Description
Compendium 3 of the Spirit Beings in European Folklore-series offers an overview of the mysterious, sometimes beautiful and often shadowy entities of the Slavic countries, the Balkans, the Carpathians, Albania, Georgia, and the Turkish and Romani peoples. Many types of Vampires and vampiric Revenants are included – in their original state and purged of later applied disinformation. The undead are prominent in the folklore of Eastern Europe and Albania. Also typical are farm- and household-spirits such as the Domovoy, water-spirits and forest demons like the Russian Leshy, the Chuhaister, or the evil Polish Bełt, who like the Ukrainian Blud, leads travelers off their path until they are lost in the deepest part of the forest.

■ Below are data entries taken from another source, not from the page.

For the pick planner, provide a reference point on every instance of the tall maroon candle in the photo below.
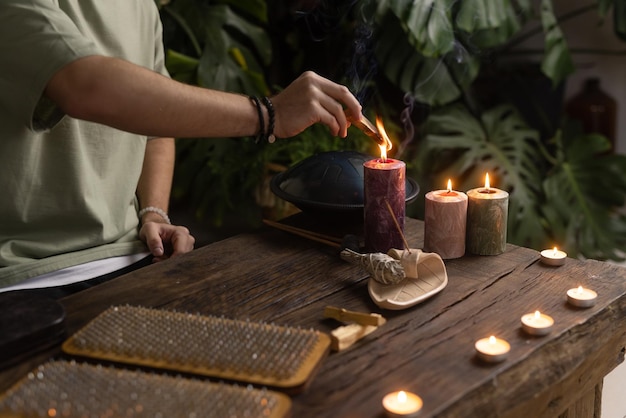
(384, 185)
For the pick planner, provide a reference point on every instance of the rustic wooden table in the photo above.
(427, 349)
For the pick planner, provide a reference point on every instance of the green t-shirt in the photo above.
(67, 186)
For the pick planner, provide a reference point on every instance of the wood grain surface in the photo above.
(428, 349)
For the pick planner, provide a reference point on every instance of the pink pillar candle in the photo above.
(445, 217)
(384, 183)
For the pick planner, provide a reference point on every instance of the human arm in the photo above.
(153, 190)
(117, 93)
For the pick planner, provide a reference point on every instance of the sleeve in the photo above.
(36, 40)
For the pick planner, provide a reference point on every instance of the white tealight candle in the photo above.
(537, 323)
(492, 349)
(553, 257)
(402, 404)
(581, 297)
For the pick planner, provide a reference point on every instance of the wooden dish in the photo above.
(431, 279)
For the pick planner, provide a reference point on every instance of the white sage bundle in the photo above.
(381, 267)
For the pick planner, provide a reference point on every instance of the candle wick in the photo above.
(395, 221)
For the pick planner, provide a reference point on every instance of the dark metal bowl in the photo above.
(328, 182)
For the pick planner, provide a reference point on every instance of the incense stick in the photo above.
(315, 236)
(395, 221)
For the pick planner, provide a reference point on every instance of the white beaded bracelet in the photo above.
(156, 210)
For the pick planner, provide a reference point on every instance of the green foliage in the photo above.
(564, 192)
(571, 198)
(584, 189)
(499, 143)
(435, 48)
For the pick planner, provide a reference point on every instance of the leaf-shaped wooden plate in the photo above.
(432, 278)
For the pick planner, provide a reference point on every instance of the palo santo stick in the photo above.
(395, 221)
(360, 318)
(315, 236)
(345, 336)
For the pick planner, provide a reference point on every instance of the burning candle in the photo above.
(445, 219)
(402, 404)
(537, 323)
(581, 297)
(553, 257)
(385, 199)
(492, 349)
(487, 214)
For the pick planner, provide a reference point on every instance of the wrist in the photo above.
(153, 214)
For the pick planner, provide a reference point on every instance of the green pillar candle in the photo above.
(487, 213)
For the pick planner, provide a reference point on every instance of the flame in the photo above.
(402, 396)
(383, 134)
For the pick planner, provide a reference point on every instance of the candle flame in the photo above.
(383, 153)
(388, 145)
(402, 396)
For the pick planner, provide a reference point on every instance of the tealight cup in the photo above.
(492, 349)
(581, 297)
(553, 257)
(537, 323)
(402, 404)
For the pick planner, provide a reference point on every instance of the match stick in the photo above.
(395, 221)
(360, 318)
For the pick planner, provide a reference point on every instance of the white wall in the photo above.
(588, 32)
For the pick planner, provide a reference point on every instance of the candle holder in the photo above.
(402, 404)
(581, 297)
(445, 220)
(492, 349)
(537, 323)
(487, 216)
(553, 257)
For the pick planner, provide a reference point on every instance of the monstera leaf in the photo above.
(435, 71)
(229, 46)
(583, 191)
(490, 23)
(499, 143)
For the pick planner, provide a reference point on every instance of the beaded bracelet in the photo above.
(270, 129)
(257, 104)
(156, 210)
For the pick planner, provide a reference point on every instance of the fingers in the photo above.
(164, 240)
(314, 99)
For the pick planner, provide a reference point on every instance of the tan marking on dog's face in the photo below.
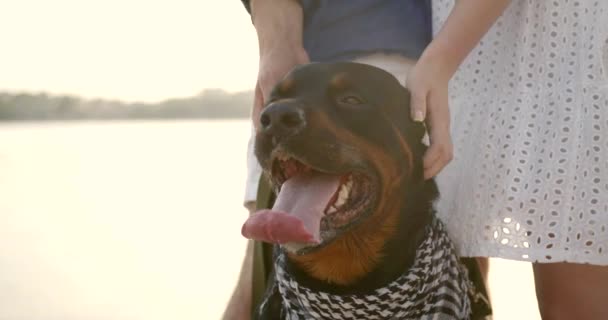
(339, 81)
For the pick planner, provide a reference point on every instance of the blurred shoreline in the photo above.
(209, 104)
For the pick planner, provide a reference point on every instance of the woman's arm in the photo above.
(428, 80)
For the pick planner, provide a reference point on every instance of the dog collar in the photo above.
(436, 286)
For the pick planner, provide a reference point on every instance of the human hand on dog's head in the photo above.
(428, 85)
(274, 65)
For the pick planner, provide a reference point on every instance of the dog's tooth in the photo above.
(342, 196)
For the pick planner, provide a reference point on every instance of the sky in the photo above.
(133, 50)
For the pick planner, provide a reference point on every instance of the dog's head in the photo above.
(338, 142)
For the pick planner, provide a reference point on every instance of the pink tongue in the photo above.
(297, 212)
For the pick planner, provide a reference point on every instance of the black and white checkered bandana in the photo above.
(434, 288)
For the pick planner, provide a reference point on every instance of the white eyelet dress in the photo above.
(529, 106)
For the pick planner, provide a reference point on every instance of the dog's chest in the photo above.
(435, 287)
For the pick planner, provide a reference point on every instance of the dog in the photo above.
(353, 224)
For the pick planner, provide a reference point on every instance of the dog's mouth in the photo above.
(313, 205)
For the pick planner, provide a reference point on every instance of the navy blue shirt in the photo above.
(344, 29)
(338, 30)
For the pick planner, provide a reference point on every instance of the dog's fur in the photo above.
(351, 118)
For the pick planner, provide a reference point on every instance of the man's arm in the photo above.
(278, 26)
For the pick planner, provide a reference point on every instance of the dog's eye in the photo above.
(351, 100)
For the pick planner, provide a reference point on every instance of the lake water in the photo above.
(139, 220)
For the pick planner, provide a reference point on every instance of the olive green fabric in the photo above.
(262, 252)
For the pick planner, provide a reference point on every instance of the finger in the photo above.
(418, 104)
(258, 104)
(435, 165)
(431, 155)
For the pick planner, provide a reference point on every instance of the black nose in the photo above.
(282, 119)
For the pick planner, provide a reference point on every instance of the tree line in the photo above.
(209, 104)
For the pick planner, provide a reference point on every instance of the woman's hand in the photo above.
(428, 79)
(429, 89)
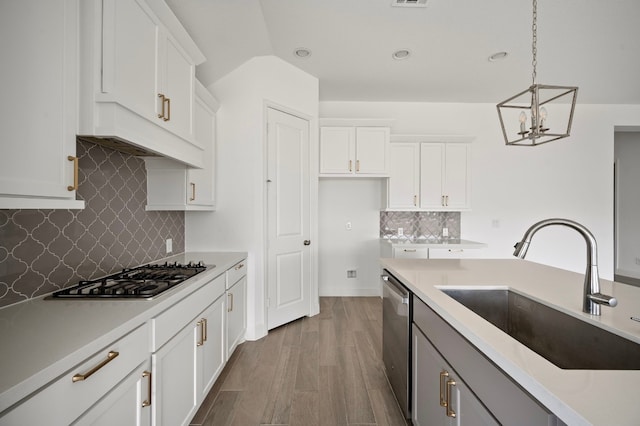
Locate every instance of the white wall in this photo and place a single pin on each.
(627, 157)
(239, 222)
(357, 201)
(517, 186)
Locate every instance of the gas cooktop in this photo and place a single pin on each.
(143, 282)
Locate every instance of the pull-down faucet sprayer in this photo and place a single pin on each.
(592, 298)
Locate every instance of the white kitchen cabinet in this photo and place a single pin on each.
(114, 373)
(351, 151)
(188, 353)
(236, 306)
(38, 112)
(129, 403)
(445, 176)
(403, 186)
(137, 78)
(174, 186)
(440, 397)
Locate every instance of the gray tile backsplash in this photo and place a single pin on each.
(419, 225)
(44, 250)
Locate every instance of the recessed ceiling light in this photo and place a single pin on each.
(302, 52)
(401, 54)
(498, 56)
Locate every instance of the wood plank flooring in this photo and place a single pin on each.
(326, 371)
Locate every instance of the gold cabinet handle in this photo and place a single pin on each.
(450, 412)
(162, 100)
(200, 324)
(443, 376)
(147, 402)
(75, 173)
(110, 357)
(230, 307)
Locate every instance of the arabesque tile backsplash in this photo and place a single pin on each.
(45, 250)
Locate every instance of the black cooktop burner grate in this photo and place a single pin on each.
(143, 282)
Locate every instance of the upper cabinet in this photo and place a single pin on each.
(38, 168)
(429, 175)
(351, 151)
(137, 77)
(175, 186)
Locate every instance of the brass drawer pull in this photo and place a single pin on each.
(110, 357)
(443, 376)
(162, 99)
(450, 412)
(147, 402)
(75, 173)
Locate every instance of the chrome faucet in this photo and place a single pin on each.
(592, 297)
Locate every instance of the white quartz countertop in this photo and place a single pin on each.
(577, 397)
(42, 338)
(433, 243)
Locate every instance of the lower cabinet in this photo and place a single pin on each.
(440, 397)
(186, 366)
(455, 384)
(113, 378)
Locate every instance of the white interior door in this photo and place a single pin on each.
(288, 252)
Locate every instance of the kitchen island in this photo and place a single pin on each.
(577, 397)
(42, 339)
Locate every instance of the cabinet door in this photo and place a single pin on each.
(129, 403)
(129, 49)
(211, 354)
(38, 112)
(431, 173)
(337, 150)
(440, 397)
(177, 75)
(174, 379)
(456, 176)
(236, 314)
(404, 176)
(372, 150)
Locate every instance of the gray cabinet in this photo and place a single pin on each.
(482, 393)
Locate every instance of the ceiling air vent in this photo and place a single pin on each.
(409, 3)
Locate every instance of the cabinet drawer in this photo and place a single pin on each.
(455, 253)
(64, 400)
(236, 272)
(411, 253)
(170, 322)
(505, 399)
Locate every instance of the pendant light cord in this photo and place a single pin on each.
(534, 49)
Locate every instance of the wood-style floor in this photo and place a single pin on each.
(324, 370)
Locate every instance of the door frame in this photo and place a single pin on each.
(314, 297)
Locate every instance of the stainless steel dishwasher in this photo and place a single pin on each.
(396, 338)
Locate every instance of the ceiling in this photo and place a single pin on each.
(593, 44)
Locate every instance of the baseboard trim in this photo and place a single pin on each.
(349, 292)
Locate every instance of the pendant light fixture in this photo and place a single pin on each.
(540, 114)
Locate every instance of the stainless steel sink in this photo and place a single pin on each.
(562, 339)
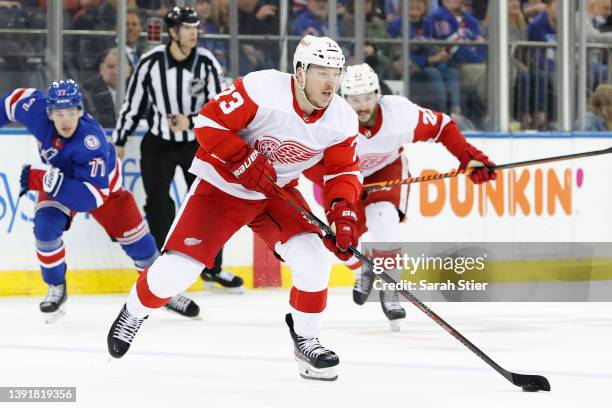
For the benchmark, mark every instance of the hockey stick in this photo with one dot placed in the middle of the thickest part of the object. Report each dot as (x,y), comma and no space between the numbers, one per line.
(390,183)
(527,382)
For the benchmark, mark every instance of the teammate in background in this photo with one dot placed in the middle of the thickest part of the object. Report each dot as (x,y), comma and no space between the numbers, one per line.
(81,173)
(386,123)
(267,127)
(175,80)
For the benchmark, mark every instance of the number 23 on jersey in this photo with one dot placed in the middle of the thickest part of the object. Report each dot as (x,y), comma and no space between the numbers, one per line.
(228,105)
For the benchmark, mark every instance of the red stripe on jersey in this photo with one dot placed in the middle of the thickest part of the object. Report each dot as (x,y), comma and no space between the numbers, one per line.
(337,159)
(16,97)
(233,109)
(49,259)
(308,302)
(146,297)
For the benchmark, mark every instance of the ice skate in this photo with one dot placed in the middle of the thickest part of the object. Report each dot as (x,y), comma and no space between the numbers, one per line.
(122,333)
(184,306)
(316,362)
(52,305)
(392,308)
(223,282)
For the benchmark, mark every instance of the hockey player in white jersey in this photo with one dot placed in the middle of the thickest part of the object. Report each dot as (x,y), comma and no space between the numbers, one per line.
(386,123)
(266,128)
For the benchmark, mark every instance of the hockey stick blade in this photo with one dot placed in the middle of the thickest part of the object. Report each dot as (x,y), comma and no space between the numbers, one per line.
(527,382)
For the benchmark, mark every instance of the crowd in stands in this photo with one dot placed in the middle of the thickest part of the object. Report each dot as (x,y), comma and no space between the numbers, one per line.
(448,77)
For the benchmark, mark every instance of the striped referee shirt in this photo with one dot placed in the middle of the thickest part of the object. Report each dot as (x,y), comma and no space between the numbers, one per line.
(169,87)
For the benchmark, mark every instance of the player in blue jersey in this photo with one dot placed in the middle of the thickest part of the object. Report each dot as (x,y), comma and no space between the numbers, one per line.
(80,172)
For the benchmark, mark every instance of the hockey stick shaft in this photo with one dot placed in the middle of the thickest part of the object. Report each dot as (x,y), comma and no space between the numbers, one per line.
(453,173)
(413,299)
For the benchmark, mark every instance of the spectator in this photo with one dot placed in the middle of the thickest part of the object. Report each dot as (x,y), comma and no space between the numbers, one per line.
(86,49)
(393,8)
(257,18)
(431,79)
(217,22)
(599,110)
(100,90)
(375,25)
(313,20)
(531,8)
(543,28)
(517,31)
(597,12)
(449,22)
(375,55)
(134,45)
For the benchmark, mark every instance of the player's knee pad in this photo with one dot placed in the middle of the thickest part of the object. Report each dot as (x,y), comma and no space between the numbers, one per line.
(383,222)
(51,257)
(49,224)
(143,252)
(309,261)
(172,273)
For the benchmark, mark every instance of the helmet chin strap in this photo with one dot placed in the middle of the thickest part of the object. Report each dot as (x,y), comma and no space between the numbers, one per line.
(303,91)
(178,43)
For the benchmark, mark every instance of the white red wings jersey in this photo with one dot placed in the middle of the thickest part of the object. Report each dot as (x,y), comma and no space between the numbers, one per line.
(262,111)
(399,121)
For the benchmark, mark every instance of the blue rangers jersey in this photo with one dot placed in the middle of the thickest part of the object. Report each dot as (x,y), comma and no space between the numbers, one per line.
(89,163)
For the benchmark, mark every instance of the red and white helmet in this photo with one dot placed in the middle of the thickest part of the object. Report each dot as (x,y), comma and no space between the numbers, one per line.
(319,51)
(359,79)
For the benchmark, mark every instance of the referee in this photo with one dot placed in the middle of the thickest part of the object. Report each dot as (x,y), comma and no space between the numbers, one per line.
(174,80)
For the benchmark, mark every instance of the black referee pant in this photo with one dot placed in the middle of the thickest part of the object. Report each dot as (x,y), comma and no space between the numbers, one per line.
(158,161)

Unique is the Russian Bannik or spirit of the bathhouse. Amongst the Slavs, some ‘demons’, like the Boginka for example, originally belonged to the pre-Christian pantheon. Eastern Europe, in contrast to its returning dead, is rich in seductive female spirits such as the Romanian Iele, the Russian Russalka, the Vila of the Eastern and Southern Slavs and the Bulgarian Samodiva. Via the Balkans, Greek influences entered Slavic culture, while there are also spirits that intersect Germanic and Nordic folklore.